Cookies

We asked one of our developers to write an explanation of how cookies work, what they do and why we need them on our site. And then we tried to read it. We didn’t have a scooby what it all meant. So I got the job of translating it.

Cookies help our site run. They help us understand how you are using it, and if there is anything not working the way we want it to. They allow us to store some information about you – so if you make preference choices (like your country) on the site, then we’ll remember that for a while.

They also let us pop up in other places you visit. Mainly websites and social feeds. But that involves us giving big bags of money to other people. And we don’t really roll that way. We love tech. We believe tech can do amazing things. So we’ll treat you the way we’d like to be treated. Do no evil and all that.

We like cookies. Chocolate chip. Peanut butter. Amaretti. Cookies are also text files placed on your computer to process standard internet logs. They make our website work better and let us track traffic trends and behaviours. If you are really interested we’ve written a whole cookie policy here. Have a read. There’s an Easter Egg at the end. If you make it that far.

That said, if you are really (really) interested… the key cookies on our site are:

Google Analytics – this shows us how many people visit our website, which pages they visit, how they interact with those pages. And whether the 3000 daily visits from Uruguay suggests we need to set up a new office in Montevideo… complete with maté bar.

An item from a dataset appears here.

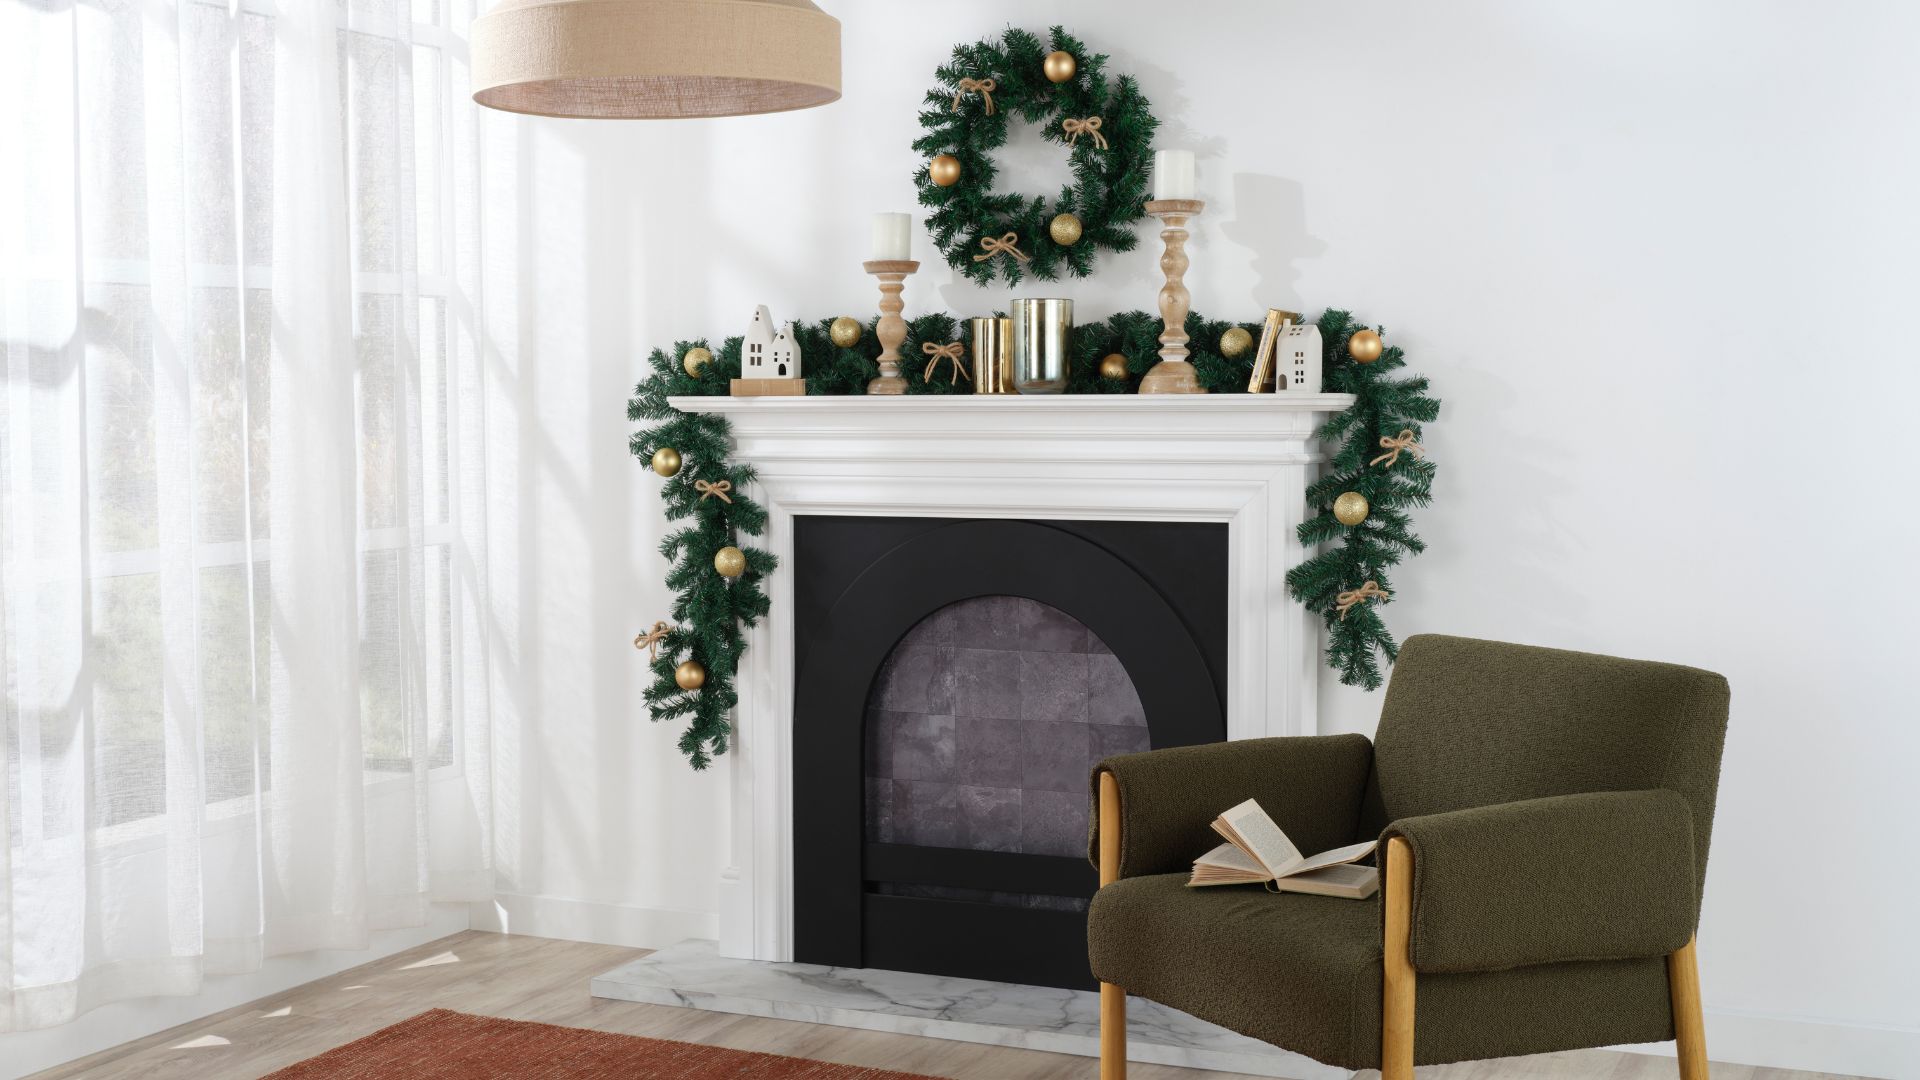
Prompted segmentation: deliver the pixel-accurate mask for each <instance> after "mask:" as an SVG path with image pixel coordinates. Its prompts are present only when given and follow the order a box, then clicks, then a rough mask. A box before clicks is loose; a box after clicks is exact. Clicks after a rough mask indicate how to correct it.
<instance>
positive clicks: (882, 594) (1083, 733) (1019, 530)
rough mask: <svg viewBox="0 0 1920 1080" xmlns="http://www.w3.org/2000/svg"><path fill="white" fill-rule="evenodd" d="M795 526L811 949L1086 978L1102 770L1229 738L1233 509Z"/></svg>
mask: <svg viewBox="0 0 1920 1080" xmlns="http://www.w3.org/2000/svg"><path fill="white" fill-rule="evenodd" d="M793 532H795V542H793V559H795V563H793V567H795V578H793V580H795V582H797V600H795V615H793V619H795V700H793V701H795V705H793V836H795V849H793V857H795V863H793V867H795V886H797V888H795V911H793V920H795V922H793V926H795V959H797V961H806V963H826V965H835V967H877V969H895V970H920V972H931V974H956V976H970V978H993V980H1002V982H1027V984H1043V986H1069V988H1091V986H1092V976H1091V974H1089V972H1087V949H1085V940H1087V924H1085V907H1087V897H1091V896H1092V890H1094V884H1096V882H1094V872H1092V867H1089V863H1087V803H1089V799H1087V774H1089V771H1091V765H1092V763H1094V761H1098V759H1100V757H1106V755H1110V753H1125V751H1135V749H1148V748H1165V746H1187V744H1196V742H1217V740H1223V738H1227V721H1225V688H1227V636H1229V634H1227V625H1229V621H1227V598H1229V588H1227V565H1229V563H1227V527H1225V525H1210V523H1162V521H1006V519H998V521H966V519H927V517H833V515H806V517H797V519H795V523H793ZM983 944H991V947H983Z"/></svg>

Doubleclick – more Google stuff. Ever noticed how after you’ve searched for something, you see promoted results for it around the web? Doubleclick does that. But we’d rather spend the petty cash on chocolate and coffee so you probably won’t see us following you around so much…

We have loads of other Google cookies that all sort of do the same thing, but in different ways or on different platforms. They all have really catchy names… 1P_JAR, ANID, APISID, CONSENT, HSID, NID, OGPC, SAPISID, SID, SSID, Secure-3PAPISID, Secure-3PSID. I could go through each one individually and tell you what they do… but no-one really reads these things, and if you are interested, you’ve probably already googled it.

Pixels - Ok, stay with me here – a pixel is different to a cookie, but it pretty much does the same thing in a different way. We have pixels on our site primarily to allow us to work with Facebook and LinkedIn. So if we write an absolutely mind-blowing article on LinkedIn, we can see how many people read it and decide they desperately want to work with us. Or we could depressingly discover that our clickbait post ‘5 ways a cat can wreck your home working space’ is actually marketing gold, at which point I’m planning on going off into a corner to sob gently and try to work out why I did that Eng Lit degree.

Cookie Recipe...

Ingredients:

200g peanut butter (you can use smooth… but why would you do that, crunchy crunchy goodness is better)

175g caster sugar

1 large egg

¼ tsp salt (though depending on your choice of peanut butter you might not need this!)

Baking instructions:

  • Preheat the oven to 180C / 160C fan oven and line two large baking trays with parchment.
  • Stick the peanut butter and sugar in a bowl. Add the salt and stir madly. Drop that egg in there (remove the shell first unless added crunch is your thing). Mix some more till it goes all doughy.
  • Break off chunks of dough and place (well spaced) on the trays. Push them down the the back of a fork to squash them a little (and for a bit of decoration).
  • Bake for 12 minutes until they look awesome, smell awesome. Taste one. Burn your mouth. Put the rest aside for 10 mins. Taste another. And another. They last for three days. They won’t last for three days.
  • Send us some. Please.
  • Cheers to the BBC for my all-time fave recipe!